The story of the outgoing president of Brazil, Luiz Inácio Lula da Silva, is another inspiring example of why there can be hope for those, growing up in the worst of circumstance, to make a better life for themselves. 

Born into poverty in Brazil’s impoverished northeast, at age 7 Lula came to São Paulo, where he was mistreated and beaten by an alcoholic father. He ovecame these obstacles to rise from a shoeshine boy to become the thirty-fifth President of Brazil.

An article in the Christian Science Monitor tells some of his story:

http://www.csmonitor.com/World/Global-News/2010/0122/Brazil-Where-a-shoeshiner-became-president

“Born into poverty in Brazil’s impoverished northeast, at age 7 Lula came to São Paulo, where he was mistreated and beaten by an alcoholic father.

He left school to shine shoes and sell peanuts but returned to technical college to get the qualifications necessary to find a job as a metalworker in the area’s car factories.

There, after seeing his wife and son die in childbirth, he became active in the local union and rose to lead hundreds of thousands of workers in famous strikes at the end of the 1970s.”

The Wikipedia bio of Luiz Inácio Lula da Silva:

http://en.wikipedia.org/wiki/Luiz_In%C3%A1cio_Lula_da_Silva

It takes a lot of faith, and of course some luck, to rise above the circumstance da Silva grew up in.

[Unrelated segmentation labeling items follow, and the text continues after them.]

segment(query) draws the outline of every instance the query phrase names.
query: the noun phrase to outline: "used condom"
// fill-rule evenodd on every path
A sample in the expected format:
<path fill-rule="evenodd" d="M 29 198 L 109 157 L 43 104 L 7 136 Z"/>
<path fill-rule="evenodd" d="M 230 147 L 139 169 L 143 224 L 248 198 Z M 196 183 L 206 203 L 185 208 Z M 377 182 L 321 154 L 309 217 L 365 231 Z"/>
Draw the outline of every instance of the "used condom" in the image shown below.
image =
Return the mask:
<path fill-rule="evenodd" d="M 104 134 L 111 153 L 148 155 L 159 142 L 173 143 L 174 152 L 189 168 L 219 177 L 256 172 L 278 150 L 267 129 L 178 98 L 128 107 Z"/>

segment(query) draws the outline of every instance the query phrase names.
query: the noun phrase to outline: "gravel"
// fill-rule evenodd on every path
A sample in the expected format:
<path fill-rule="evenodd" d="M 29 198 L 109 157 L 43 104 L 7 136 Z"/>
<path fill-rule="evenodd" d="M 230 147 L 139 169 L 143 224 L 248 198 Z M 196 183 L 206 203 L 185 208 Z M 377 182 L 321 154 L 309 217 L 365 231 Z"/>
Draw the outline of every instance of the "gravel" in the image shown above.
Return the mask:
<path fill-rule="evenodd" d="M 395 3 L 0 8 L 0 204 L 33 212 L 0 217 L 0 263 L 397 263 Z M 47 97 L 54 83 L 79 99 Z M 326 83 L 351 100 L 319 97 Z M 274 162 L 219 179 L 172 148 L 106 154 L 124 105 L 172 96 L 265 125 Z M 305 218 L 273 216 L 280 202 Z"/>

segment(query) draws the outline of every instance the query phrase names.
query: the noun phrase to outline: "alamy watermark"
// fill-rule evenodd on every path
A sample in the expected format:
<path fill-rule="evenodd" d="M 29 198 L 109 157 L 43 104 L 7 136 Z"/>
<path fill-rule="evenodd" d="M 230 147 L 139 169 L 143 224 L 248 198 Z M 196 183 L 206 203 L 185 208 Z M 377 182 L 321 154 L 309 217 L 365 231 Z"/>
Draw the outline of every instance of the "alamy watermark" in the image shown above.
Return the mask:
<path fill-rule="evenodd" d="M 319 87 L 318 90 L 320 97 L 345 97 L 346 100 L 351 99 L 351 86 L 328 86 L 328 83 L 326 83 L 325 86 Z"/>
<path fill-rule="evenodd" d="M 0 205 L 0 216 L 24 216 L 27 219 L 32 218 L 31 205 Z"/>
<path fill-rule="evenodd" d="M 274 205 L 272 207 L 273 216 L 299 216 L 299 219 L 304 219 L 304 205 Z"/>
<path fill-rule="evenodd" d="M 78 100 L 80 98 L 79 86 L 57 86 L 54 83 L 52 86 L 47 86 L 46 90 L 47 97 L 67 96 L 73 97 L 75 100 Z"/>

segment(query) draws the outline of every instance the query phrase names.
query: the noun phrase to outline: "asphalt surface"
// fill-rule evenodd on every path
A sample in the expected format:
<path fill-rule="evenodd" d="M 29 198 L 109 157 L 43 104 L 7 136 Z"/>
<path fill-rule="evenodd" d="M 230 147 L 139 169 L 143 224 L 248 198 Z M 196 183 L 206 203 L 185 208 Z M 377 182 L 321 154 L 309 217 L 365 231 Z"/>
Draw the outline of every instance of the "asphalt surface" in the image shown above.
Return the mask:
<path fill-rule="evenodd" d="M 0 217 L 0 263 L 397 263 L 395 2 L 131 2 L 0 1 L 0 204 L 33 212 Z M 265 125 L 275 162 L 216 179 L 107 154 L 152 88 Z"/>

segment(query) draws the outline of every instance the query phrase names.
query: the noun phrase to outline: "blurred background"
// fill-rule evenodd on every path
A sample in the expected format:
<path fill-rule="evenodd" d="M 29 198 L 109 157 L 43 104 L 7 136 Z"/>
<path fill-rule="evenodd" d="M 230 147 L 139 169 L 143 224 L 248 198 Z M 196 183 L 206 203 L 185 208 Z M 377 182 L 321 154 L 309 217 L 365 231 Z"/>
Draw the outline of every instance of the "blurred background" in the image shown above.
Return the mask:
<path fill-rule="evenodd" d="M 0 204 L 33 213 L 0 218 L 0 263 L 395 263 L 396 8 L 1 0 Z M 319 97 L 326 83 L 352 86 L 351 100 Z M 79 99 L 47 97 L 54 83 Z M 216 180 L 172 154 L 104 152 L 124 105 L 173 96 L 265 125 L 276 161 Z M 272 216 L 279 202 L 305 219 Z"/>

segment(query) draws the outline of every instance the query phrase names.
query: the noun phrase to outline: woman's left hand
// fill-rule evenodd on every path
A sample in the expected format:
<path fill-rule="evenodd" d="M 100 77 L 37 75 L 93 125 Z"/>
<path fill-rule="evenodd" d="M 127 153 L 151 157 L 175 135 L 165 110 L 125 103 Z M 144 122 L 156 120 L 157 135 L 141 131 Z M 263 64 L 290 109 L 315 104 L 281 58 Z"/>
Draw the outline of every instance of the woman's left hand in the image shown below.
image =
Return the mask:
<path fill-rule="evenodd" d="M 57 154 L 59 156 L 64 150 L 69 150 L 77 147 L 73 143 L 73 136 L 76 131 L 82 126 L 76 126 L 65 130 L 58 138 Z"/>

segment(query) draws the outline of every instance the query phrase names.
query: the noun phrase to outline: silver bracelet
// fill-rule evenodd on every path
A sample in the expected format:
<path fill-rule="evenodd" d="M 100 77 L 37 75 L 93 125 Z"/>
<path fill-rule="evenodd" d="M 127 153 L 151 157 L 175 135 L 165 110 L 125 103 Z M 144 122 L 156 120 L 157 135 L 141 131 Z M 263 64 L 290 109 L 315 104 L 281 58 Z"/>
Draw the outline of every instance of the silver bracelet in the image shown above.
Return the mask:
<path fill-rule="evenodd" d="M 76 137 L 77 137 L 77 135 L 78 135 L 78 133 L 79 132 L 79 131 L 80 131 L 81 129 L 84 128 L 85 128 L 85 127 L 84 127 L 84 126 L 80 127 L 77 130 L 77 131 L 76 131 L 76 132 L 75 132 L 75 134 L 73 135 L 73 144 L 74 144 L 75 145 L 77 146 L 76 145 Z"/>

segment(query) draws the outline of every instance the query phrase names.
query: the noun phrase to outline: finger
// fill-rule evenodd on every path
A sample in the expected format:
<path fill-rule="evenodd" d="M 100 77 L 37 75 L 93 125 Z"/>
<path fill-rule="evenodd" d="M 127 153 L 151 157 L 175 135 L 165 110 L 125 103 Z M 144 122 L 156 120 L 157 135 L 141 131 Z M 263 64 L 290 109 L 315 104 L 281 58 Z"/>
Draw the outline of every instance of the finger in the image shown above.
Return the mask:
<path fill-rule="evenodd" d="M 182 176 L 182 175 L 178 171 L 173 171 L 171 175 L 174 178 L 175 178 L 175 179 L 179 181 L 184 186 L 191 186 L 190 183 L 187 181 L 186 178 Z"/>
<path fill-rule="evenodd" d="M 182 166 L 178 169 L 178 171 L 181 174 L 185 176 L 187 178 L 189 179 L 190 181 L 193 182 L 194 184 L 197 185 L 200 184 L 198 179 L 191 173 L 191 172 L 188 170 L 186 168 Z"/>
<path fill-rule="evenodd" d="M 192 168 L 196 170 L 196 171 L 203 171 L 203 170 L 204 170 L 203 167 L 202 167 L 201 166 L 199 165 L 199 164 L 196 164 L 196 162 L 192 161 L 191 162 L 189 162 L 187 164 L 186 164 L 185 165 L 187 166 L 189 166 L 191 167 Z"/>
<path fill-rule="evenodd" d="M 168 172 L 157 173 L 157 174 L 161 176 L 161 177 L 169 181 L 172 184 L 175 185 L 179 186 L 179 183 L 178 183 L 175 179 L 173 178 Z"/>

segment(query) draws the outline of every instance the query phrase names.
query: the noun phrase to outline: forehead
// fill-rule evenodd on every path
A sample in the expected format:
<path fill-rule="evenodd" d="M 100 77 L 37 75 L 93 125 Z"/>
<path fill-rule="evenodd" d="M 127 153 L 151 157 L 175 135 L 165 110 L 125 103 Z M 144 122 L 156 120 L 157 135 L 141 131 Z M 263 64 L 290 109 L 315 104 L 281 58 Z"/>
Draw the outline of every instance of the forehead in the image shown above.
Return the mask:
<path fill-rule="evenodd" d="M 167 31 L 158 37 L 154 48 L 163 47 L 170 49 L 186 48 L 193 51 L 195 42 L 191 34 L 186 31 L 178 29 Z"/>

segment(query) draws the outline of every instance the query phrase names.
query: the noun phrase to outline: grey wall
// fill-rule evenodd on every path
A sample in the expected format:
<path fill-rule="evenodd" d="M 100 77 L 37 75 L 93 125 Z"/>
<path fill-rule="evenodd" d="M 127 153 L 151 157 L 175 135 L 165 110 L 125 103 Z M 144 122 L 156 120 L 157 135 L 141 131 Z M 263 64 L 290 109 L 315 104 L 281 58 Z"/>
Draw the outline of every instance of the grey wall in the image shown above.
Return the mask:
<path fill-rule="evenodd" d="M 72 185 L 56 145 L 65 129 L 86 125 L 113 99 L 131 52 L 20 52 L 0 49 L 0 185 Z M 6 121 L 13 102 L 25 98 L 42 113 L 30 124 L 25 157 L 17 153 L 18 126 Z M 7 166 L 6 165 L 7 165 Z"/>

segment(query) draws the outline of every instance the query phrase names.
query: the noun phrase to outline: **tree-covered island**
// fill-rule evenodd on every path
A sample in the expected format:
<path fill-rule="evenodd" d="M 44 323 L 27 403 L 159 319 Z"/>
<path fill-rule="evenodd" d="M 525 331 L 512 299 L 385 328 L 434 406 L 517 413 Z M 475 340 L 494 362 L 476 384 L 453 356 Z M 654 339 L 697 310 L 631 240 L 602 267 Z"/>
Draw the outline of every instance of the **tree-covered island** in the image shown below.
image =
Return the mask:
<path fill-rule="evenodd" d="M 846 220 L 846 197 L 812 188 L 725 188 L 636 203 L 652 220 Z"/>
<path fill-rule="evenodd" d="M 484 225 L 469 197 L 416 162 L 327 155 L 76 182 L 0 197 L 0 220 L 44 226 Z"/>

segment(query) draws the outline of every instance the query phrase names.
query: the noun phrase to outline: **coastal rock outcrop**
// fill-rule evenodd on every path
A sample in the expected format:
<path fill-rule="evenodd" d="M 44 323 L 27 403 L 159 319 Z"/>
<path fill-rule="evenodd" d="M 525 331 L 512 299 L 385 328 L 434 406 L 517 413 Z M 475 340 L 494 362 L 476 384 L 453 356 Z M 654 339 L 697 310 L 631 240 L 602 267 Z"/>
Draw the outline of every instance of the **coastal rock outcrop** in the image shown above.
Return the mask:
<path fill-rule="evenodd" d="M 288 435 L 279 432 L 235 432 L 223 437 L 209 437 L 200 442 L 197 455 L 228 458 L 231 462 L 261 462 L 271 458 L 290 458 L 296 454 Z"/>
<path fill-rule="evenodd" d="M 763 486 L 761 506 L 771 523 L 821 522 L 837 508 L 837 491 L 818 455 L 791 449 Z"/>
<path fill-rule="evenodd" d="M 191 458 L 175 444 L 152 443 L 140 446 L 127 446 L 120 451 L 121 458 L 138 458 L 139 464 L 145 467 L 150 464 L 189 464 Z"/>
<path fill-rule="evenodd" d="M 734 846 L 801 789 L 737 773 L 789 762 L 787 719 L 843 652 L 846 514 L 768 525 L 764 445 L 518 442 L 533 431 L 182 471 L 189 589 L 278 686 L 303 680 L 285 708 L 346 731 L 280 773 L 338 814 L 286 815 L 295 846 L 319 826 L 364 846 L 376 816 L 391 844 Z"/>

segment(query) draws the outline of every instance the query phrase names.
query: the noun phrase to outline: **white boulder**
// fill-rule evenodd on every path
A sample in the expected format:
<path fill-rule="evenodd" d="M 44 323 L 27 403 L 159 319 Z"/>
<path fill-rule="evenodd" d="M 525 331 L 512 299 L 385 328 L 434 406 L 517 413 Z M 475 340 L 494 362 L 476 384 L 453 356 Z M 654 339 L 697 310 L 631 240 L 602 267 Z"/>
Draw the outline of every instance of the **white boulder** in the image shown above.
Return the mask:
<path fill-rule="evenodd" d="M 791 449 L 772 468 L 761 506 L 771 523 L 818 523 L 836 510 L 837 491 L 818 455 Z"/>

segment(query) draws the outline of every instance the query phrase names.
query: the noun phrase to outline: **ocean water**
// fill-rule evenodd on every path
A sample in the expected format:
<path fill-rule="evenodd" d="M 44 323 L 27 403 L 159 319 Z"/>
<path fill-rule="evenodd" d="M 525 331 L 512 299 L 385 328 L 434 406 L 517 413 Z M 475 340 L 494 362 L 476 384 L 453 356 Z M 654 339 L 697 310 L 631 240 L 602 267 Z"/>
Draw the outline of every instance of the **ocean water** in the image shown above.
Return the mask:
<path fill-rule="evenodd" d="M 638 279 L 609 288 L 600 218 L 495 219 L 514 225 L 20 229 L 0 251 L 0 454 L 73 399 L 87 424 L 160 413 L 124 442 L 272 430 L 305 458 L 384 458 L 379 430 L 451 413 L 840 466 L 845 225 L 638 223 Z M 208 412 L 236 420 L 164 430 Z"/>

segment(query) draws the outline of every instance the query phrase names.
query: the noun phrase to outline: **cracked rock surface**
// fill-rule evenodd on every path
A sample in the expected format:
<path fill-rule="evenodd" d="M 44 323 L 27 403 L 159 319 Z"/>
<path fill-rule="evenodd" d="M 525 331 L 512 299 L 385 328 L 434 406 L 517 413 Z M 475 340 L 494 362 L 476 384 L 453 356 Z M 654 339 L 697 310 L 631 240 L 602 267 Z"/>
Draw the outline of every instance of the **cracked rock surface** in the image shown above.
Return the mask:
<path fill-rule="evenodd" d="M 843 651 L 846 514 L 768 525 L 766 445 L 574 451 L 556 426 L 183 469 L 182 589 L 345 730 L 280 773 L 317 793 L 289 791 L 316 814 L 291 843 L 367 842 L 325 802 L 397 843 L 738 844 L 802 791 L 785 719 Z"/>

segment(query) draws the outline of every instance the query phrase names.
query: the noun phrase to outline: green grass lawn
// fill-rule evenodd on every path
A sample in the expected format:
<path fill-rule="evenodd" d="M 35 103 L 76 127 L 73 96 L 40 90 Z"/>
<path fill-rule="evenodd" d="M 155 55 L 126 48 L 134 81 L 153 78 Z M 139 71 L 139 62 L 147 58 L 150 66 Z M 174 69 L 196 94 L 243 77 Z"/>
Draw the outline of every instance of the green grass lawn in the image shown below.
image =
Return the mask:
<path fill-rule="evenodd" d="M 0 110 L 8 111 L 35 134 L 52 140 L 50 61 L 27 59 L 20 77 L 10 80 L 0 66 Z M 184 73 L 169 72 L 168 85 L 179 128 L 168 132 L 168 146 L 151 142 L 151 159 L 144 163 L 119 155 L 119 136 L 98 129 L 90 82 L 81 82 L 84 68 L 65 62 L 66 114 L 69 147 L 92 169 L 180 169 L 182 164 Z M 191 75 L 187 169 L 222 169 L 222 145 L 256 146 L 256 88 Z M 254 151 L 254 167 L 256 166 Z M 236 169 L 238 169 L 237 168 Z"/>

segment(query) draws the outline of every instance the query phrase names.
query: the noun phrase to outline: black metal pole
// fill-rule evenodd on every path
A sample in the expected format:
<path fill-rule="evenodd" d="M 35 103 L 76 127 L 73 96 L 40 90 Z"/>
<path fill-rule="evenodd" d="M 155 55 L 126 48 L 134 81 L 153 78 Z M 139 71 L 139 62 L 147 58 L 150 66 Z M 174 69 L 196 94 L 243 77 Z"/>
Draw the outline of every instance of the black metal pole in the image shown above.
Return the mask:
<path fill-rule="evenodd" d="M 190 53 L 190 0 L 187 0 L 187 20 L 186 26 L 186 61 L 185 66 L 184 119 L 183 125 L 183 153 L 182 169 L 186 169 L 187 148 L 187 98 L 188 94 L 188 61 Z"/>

Questions – What lead you to your faith? What person(s) inspired you the most?

1) Buckminster Fuller is someone I related to because at the 32 he was a bankrupt and jobless, living in a housing project.  He had lost his daughter to polio, which he felt responsible for.  A complete failure in life.  On the verge of suicide he decided instead to embark on “an experiment, to find what a single individual can contribute to changing the world and benefiting all humanity”,

A great deal of what he wrote was, and still is, beyond my ablility to understand.  As a teenager I considered my self a complete failure like Fuller.  If it was possible for Fuller to change his life so completely so could I.

The Wikipedia bio of Buckminster Fuller:

http://en.wikipedia.org/wiki/Buckminster_Fuller

2) Stephen Jay Gould’s Natural History Essays, which were collected into the books “Ever Since Darwin” and “The Panda’s Thumb” led me to rediscovering my love of science, and reinforced the importance to me of critical thinking.  Such as the paradox that poor design is a better argument for evolution than good design, as illustrated by the anatomy  of the panda’s “thumb”—which is not a thumb at all—but an extension of the radial sesamoid.